Niihau: The Forbidden Island
Just 17 miles across the Kaulakahi Channel from Kauai lies the arid island of Niihau, "the Forbidden Island." Visitors are not allowed on this privately owned island, which is a working cattle and sheep ranch with about 200 residents living in the single town of Puuwai.
However, you can spend a couple of hours on the beach in Niihau. Niihau Helicopter, the only helicopter company to offer tours of Niihau, has half-day tours, which include a helicopter ride to Niihau, an aerial tour over the island, and landing on the island at a beach. For more information,
Niihau's history of being forbidden dates back to 1864 when, after an unusually wet winter that turned the dry scrubland of the small island (18*6 miles) into green pasture, Eliza Sinclair, a Scottish widow, decided to buy Niihau and move her family here. King Kamehameha IV agreed to sell the island for $10,000. The next year, normal weather returned, and the green pastures withered into sparse semi-desert vegetation.
Today, Sinclair's great-great-grandson, Bruce Robinson, continues to run the ranching operation and fiercely protects the privacy of the island residents. From the outside, life on Niihau has not changed much in 140 years: There's no running water, indoor plumbing, or electrically generated power. The Hawaiian language is still spoken. Most of the men work for the ranch when there is work, and fish and hunt when there is no work. The women specialize in gathering and stringing pupu Niihau, prized, tiny white seashells (found only on this island), into Niihau's famous leis, which fetch prices in the thousands of dollars.
Niihau Shell Lei: The Island's Most Prized Artwork -- Because Kauai is so close to Niihau (the "Forbidden Island," where the public is prohibited, is just offshore), it's the best place in the state to buy exquisite Niihau-shell leis. Nothing can match the craftsmanship and the tiny shells in this highly sought-after and highly prized jewelry. Niihau is in the best position to catch the very tiny and very rare shells that roll up from the deep onto the windward shores after a big storm (generally Nov-Mar). When the shells are spotted on a beach, everyone (men, women, and children) on Niihau drops what they are doing and races down to the beach to begin the backbreaking work of collecting them.
The shells are then sorted according to size and color, and only the best are kept. Some 80% of the shells are thrown out because they are chipped, cracked, discolored, or flawed in some way that renders them imperfect. The best shells are the teeny, tiny ones. The best colors are white or the rare gold (the shells can also be yellow, blue, or red).
The shells can be crafted into anything, but leis and necklaces are the most popular items. A necklace may take anywhere from hours to years to complete. Each shell is strung with very small and very intricate knots. The patterns sometimes mimic flower leis, and the length can range from a single-strand choker to a multistrand, 36-inch (or longer) necklace.
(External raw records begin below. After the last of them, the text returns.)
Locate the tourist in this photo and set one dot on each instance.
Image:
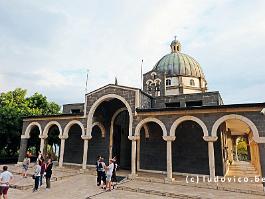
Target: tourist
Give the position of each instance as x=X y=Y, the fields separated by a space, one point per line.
x=25 y=166
x=40 y=156
x=36 y=175
x=5 y=178
x=43 y=168
x=98 y=168
x=114 y=177
x=48 y=173
x=109 y=170
x=102 y=172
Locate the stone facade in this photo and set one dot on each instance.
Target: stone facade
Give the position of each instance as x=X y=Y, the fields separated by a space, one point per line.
x=151 y=131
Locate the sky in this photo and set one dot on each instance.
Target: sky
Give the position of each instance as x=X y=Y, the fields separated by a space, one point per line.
x=48 y=46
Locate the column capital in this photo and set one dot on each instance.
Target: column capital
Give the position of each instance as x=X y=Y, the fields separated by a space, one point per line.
x=43 y=136
x=210 y=138
x=134 y=138
x=86 y=137
x=24 y=136
x=169 y=138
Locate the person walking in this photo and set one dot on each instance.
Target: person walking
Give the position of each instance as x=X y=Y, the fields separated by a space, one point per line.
x=48 y=173
x=36 y=175
x=114 y=176
x=102 y=172
x=25 y=166
x=5 y=179
x=43 y=168
x=98 y=165
x=109 y=170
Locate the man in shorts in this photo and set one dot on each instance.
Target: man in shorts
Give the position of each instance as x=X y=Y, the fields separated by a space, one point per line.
x=5 y=178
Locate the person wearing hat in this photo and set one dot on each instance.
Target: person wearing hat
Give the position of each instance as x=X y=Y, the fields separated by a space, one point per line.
x=109 y=170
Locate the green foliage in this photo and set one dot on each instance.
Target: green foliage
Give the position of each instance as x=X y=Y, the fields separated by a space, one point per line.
x=14 y=105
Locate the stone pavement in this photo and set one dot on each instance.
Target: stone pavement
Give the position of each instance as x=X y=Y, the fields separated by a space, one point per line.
x=84 y=186
x=73 y=183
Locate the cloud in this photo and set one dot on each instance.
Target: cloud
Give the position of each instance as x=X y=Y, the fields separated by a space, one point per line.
x=48 y=47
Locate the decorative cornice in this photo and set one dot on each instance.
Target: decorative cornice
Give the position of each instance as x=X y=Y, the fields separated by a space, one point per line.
x=169 y=138
x=86 y=137
x=210 y=138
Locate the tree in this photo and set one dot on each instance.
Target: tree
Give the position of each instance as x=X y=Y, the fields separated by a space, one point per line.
x=14 y=105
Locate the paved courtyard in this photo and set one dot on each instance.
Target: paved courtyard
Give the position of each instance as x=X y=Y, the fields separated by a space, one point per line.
x=84 y=186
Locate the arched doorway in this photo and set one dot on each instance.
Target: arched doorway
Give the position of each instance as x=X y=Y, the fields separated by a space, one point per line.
x=52 y=143
x=97 y=146
x=189 y=150
x=118 y=127
x=121 y=148
x=33 y=145
x=240 y=152
x=152 y=150
x=73 y=152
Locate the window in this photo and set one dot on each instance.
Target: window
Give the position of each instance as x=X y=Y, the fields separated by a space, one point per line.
x=158 y=87
x=73 y=111
x=192 y=83
x=168 y=82
x=173 y=104
x=193 y=103
x=149 y=88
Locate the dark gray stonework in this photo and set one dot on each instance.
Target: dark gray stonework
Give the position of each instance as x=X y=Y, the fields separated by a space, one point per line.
x=73 y=108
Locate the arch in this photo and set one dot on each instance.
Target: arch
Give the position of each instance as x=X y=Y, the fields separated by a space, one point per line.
x=98 y=102
x=29 y=127
x=251 y=125
x=188 y=118
x=47 y=127
x=150 y=119
x=102 y=128
x=149 y=81
x=70 y=124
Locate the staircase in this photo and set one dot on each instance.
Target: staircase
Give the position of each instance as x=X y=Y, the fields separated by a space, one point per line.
x=242 y=169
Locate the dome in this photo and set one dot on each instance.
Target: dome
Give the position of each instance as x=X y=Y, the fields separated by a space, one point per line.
x=177 y=63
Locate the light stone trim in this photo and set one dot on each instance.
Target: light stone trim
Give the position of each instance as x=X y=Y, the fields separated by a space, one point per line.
x=29 y=127
x=243 y=119
x=169 y=138
x=98 y=102
x=150 y=119
x=111 y=85
x=210 y=138
x=47 y=127
x=69 y=125
x=102 y=128
x=188 y=118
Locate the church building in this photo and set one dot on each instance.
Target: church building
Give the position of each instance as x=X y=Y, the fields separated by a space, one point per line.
x=174 y=126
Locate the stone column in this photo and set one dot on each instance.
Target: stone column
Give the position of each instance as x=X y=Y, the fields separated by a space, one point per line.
x=85 y=138
x=169 y=140
x=23 y=148
x=211 y=140
x=42 y=142
x=133 y=161
x=61 y=150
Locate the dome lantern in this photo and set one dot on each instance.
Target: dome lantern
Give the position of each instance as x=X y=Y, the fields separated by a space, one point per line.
x=175 y=46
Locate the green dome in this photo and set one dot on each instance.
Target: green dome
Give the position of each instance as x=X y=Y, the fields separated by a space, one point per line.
x=177 y=63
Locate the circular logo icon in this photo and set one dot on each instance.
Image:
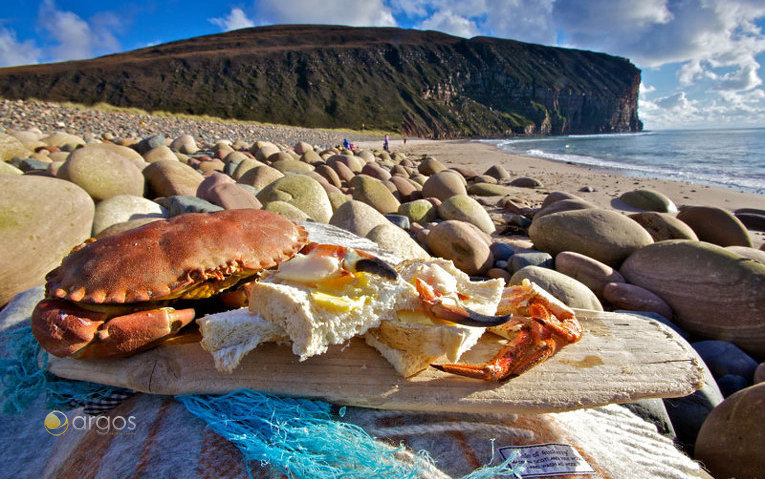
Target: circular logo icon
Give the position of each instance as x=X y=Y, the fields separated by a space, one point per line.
x=56 y=423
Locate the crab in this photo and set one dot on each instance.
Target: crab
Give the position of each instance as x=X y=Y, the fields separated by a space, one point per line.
x=111 y=297
x=536 y=324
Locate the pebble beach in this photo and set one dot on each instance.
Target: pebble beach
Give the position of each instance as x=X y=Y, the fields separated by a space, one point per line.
x=690 y=256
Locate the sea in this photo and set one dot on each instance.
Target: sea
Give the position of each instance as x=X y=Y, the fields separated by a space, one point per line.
x=729 y=158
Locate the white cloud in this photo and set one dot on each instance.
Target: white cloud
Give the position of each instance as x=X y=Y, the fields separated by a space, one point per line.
x=235 y=20
x=331 y=12
x=13 y=52
x=75 y=38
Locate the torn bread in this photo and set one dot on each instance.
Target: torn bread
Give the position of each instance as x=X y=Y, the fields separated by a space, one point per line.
x=411 y=340
x=230 y=335
x=316 y=317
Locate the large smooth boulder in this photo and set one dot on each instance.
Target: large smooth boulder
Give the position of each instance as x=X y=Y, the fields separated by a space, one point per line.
x=122 y=208
x=443 y=185
x=604 y=235
x=465 y=208
x=301 y=191
x=357 y=217
x=730 y=442
x=663 y=226
x=715 y=225
x=566 y=289
x=714 y=293
x=172 y=178
x=41 y=220
x=462 y=243
x=102 y=172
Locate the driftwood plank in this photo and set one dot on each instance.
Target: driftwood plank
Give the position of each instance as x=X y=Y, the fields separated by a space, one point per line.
x=621 y=358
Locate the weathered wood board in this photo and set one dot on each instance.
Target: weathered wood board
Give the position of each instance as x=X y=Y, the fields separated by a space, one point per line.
x=620 y=358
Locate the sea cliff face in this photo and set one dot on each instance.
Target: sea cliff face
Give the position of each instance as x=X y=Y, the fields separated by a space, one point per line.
x=419 y=83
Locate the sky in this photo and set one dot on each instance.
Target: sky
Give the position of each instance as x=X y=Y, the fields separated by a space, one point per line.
x=700 y=59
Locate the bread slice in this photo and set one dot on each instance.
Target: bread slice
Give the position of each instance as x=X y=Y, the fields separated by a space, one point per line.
x=230 y=335
x=411 y=340
x=315 y=319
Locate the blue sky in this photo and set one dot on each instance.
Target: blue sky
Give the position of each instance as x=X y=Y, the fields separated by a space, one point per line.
x=701 y=59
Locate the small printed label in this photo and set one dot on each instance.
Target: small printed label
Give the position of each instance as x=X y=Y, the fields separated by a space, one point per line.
x=547 y=460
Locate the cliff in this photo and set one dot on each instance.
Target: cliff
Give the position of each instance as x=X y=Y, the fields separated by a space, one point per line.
x=421 y=83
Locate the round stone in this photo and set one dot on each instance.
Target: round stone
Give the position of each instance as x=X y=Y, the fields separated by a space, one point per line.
x=464 y=208
x=731 y=438
x=41 y=220
x=604 y=235
x=462 y=243
x=634 y=298
x=357 y=217
x=715 y=225
x=102 y=173
x=301 y=191
x=568 y=290
x=374 y=193
x=444 y=185
x=663 y=226
x=590 y=272
x=122 y=208
x=648 y=200
x=393 y=238
x=172 y=178
x=712 y=291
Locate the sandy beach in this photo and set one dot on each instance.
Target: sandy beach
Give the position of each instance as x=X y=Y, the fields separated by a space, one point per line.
x=570 y=178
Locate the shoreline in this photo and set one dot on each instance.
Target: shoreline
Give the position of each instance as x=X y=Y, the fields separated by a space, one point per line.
x=568 y=177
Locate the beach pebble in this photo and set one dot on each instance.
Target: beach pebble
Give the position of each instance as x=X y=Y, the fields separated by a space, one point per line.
x=526 y=182
x=498 y=172
x=44 y=219
x=663 y=226
x=301 y=191
x=501 y=251
x=568 y=290
x=462 y=243
x=588 y=271
x=290 y=165
x=444 y=185
x=159 y=153
x=730 y=441
x=291 y=212
x=395 y=239
x=715 y=225
x=182 y=204
x=628 y=296
x=220 y=189
x=464 y=208
x=374 y=193
x=357 y=217
x=689 y=412
x=121 y=208
x=648 y=200
x=712 y=292
x=430 y=166
x=11 y=147
x=260 y=176
x=407 y=190
x=489 y=189
x=102 y=173
x=529 y=258
x=604 y=235
x=419 y=211
x=172 y=178
x=752 y=218
x=400 y=221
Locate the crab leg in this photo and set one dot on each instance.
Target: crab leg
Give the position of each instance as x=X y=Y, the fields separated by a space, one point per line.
x=551 y=325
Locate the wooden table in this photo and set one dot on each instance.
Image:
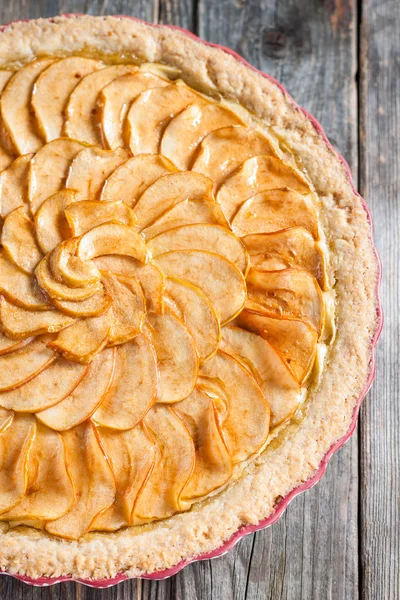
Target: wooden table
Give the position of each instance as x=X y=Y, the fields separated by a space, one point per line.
x=341 y=60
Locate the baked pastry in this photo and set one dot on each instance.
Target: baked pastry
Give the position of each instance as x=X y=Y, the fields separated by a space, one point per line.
x=188 y=297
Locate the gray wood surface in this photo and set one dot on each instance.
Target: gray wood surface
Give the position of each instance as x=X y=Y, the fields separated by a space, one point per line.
x=341 y=60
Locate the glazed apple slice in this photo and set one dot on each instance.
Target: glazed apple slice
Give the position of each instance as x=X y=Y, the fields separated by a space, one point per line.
x=133 y=177
x=49 y=170
x=224 y=285
x=115 y=99
x=82 y=112
x=222 y=151
x=19 y=240
x=131 y=454
x=92 y=479
x=160 y=497
x=281 y=390
x=52 y=90
x=49 y=387
x=258 y=174
x=150 y=113
x=245 y=425
x=274 y=210
x=176 y=356
x=81 y=403
x=213 y=465
x=134 y=388
x=202 y=236
x=197 y=314
x=15 y=107
x=15 y=445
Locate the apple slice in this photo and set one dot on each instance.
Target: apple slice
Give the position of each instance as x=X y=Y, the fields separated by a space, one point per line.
x=281 y=390
x=20 y=288
x=92 y=479
x=134 y=388
x=220 y=280
x=288 y=248
x=224 y=150
x=115 y=99
x=131 y=454
x=202 y=236
x=197 y=314
x=160 y=497
x=245 y=425
x=15 y=446
x=150 y=113
x=49 y=170
x=112 y=238
x=133 y=177
x=85 y=397
x=13 y=185
x=19 y=240
x=176 y=355
x=258 y=174
x=51 y=224
x=15 y=107
x=274 y=210
x=49 y=492
x=85 y=338
x=82 y=111
x=295 y=341
x=213 y=465
x=187 y=129
x=47 y=388
x=52 y=90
No two leis are alike. The leis are not cheap; they range from several hundred to several thousand dollars, depending on the length, the shells used, and the intricate work involved.
You can find Niihau shell leis at numerous locations on Kauai. One of our two favorite places is Hawaiian Trading Post, Koloa Road and Kaumualii Highway, in Lawai (tel. 808/332-7404), which carries a range of items from junky souvenirs to excellent Niihau leis. (You have to ask for them to bring out the "good stuff" from the back.) Our other favorite place to buy the leis is at www.niihau.us which is owned and operated by Niihau residents. (You can buy direct, so to speak.)
Note: This information was accurate when it was published, but can change without notice. Please be sure to confirm all rates and details directly with the companies in question before planning your trip.